Corria o ano de 1969 quando o então prefeito de Juazeiro do Norte, Mauro Sampaio, inaugurou a estátua do Padre Cícero na Colina do Horto, uma obra que faria Luiz Gonzaga cantar: “Olha lá, no alto do Horto/ Ele tá vivo, padre, não tá morto”. Conheça melhor a história do doutor que virou prefeito e do padre que se fez monumento.

Em O Patriarca de Juazeiro, Padre Azarias Sobreira narra histórias que viu e ouviu do Padre Cícero. Em uma delas, conta sobre o dia em que o ilustre Dr. Leão Sampaio foi visitar o sacerdote em Juazeiro acompanhado do filho, o pequeno Mauro, naquela ocasião “fantasiado” com uma farda de militar, que ele tanto amava vestir. Padre Cícero teria perguntado o que a criança queria com a aquela roupa, ao que ele respondeu que seria militar quando crescesse. “Você não vai ser militar, você vai ser médico, igual ao seu pai. E vai voltar pro Juazeiro pra ajudar o povo”, Cícero profetizou. Padre Azarias conta no livro que Mauro fez birra batendo os dois pés no chão e gritando: “Não vou! Não vou! Não vou!”.

Aquele dia não ficou na lembrança de Mauro Sampaio. O que ele recordava era que a Beata Mocinha, naquele tempo hospedada na casa do doutor Leão para se tratar de uma doença na pele, repetiu a profecia: “Eita, nem adianta vestir essa farda! Vai ser médico! Meu Padim disse”. Assim como o pai e o tio Pio Sampaio, Mauro se formou pela Faculdade Nacional de Medicina, no Rio de Janeiro, e voltou ao Cariri para ajudar Leão Sampaio na campanha para deputado federal de 1959. Foi quando conheceu Dayse, que viria a ser sua esposa. Como ela não queria sair do Cariri, Mauro cedeu e ficou sendo médico em Juazeiro do Norte. As palavras de Padre Cícero, então, se concretizaram de vez.

Mauro Sampaio participa da inauguração da estátua ao lado do Padre Murilo de Sá Barreto (à esq.) e dos irmãos Adauto e Humberto Bezerra.

Mauro Sampaio participa da inauguração da estátua ao lado do Padre Murilo de Sá Barreto (à esq.) e dos irmãos Adauto e Humberto Bezerra.
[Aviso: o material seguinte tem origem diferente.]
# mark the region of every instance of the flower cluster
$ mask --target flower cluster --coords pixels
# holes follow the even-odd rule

Quando indagadas sobre a vocação de Mauro para a Medicina, a filha, Jacqueline Sampaio, e a esposa, Dayse, respondem com suspiros e sorrisos: “Ele era apaixonado por isso”. Eleito prefeito de Juazeiro do Norte em 1967, o ginecologista e obstetra ia à tarde para o consultório onde atendia, na Rua Padre Cícero, e emendava em uma maratona de cirurgias no Hospital São Lucas, à noite. O que se conta é que o filho de Dr. Leão Sampaio herdou a paixão pela profissão e o hábito de não deixar paciente voltar para casa sem atendimento por falta de dinheiro. “Ele nunca soube cobrar por consulta”, Jaqueline recorda. Depois do primeiro mandato como prefeito, Mauro se elegeu deputado federal por cinco vezes, de 1975 a 1955, voltando ao cargo no município em 1996.
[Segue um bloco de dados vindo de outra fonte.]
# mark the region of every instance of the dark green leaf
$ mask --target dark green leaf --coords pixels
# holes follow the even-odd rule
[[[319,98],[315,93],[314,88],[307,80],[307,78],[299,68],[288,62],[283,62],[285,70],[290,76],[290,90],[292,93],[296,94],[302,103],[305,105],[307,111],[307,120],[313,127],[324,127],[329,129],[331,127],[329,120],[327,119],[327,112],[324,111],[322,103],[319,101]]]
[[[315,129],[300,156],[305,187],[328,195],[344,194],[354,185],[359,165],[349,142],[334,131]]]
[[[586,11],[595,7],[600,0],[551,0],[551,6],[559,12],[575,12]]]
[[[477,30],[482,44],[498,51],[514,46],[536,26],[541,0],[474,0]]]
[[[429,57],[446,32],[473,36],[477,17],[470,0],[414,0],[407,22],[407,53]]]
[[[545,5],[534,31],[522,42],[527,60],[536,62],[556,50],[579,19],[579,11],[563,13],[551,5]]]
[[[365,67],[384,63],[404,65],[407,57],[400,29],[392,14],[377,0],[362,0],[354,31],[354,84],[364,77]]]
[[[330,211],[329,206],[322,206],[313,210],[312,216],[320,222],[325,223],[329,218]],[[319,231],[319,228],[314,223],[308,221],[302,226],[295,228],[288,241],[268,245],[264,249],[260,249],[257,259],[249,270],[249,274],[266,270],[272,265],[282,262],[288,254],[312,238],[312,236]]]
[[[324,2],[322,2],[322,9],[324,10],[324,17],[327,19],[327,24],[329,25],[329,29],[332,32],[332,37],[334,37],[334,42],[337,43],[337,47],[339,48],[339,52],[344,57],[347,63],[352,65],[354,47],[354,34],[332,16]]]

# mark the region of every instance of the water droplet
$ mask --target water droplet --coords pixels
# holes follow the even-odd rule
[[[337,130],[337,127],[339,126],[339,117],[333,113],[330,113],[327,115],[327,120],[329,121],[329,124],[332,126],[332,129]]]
O jornalista e escritor Aldemir Sobreira conta em uma crônica que a ideia de construir a estátua foi uma sugestão dada por um beato do Padre Cícero, logo que Mauro assumira a prefeitura de Juazeiro pela primeira vez. Aldemir, falecido em maio de 2016, ajudou a fazer o projeto da estátua. “Não conseguimos encontrar nenhum escultor disponível em Fortaleza”, ele deixou registrado, “e o talentoso artista plástico, o pernambucano Armando Lacerda, construtor de monumentos por este Nordeste, rindo, aceitou a incumbência”. O engenheiro Rômulo Ayres Montenegro ficou encarregado de fazer os cálculos da construção, mas, mesmo assim, faltava quem cuidasse da transferência do protótipo para estátua real.
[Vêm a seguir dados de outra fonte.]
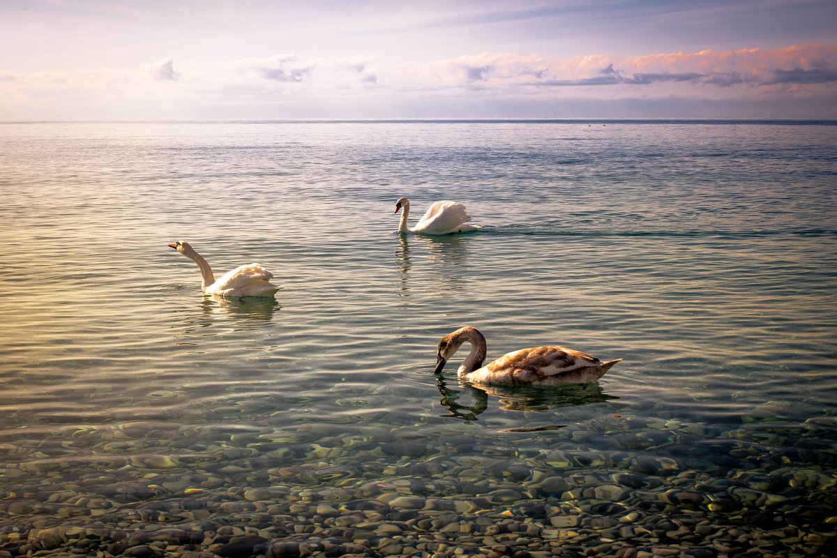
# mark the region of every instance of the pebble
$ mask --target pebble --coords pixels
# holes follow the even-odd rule
[[[48,459],[49,436],[0,440],[0,558],[827,555],[837,475],[820,444],[837,422],[759,416],[579,422],[548,447],[516,433],[513,451],[449,425],[254,426],[223,443],[177,423],[61,426],[102,468]]]

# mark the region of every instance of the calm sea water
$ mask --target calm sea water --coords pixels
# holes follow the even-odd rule
[[[316,544],[270,530],[374,509],[418,555],[410,530],[451,511],[533,525],[530,550],[734,555],[675,533],[703,522],[827,555],[834,124],[0,125],[0,548],[75,527],[121,550],[187,526]],[[484,228],[400,236],[402,196],[411,223],[452,199]],[[203,296],[175,240],[285,288]],[[489,359],[624,360],[483,391],[432,374],[463,325]]]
Na ausência de especialistas, a tarefa coube ao corretor de imóveis barbalhense Jaime Magalhães, a quem faltava de experiência, mas sobravam inteligência e criatividade. Portanto, não foi exatamente um problema quando Armando mudou a altura da estátua de sete metros para 12, e depois de 12 para 17, sem falar na base de concreto que a elevaria para 25 metros de altura. No galpão abandonado da antiga fábrica de algodão P. Machado, na esquina das ruas São Paulo com São Francisco, Armando e Jaime analisavam o protótipo de 1,20m e faziam sua réplica monumental em agave, madeira e gesso – o mais leve possível, para poder aguentar a subida precária para o Horto, onde ele era concretado com cimento.

O talentoso Jaime Magalhães trabalha nas proporções da estátua na oficina montada na Rua São Paulo.

O talentoso Jaime Magalhães trabalha nas proporções da estátua na oficina montada na Rua São Paulo.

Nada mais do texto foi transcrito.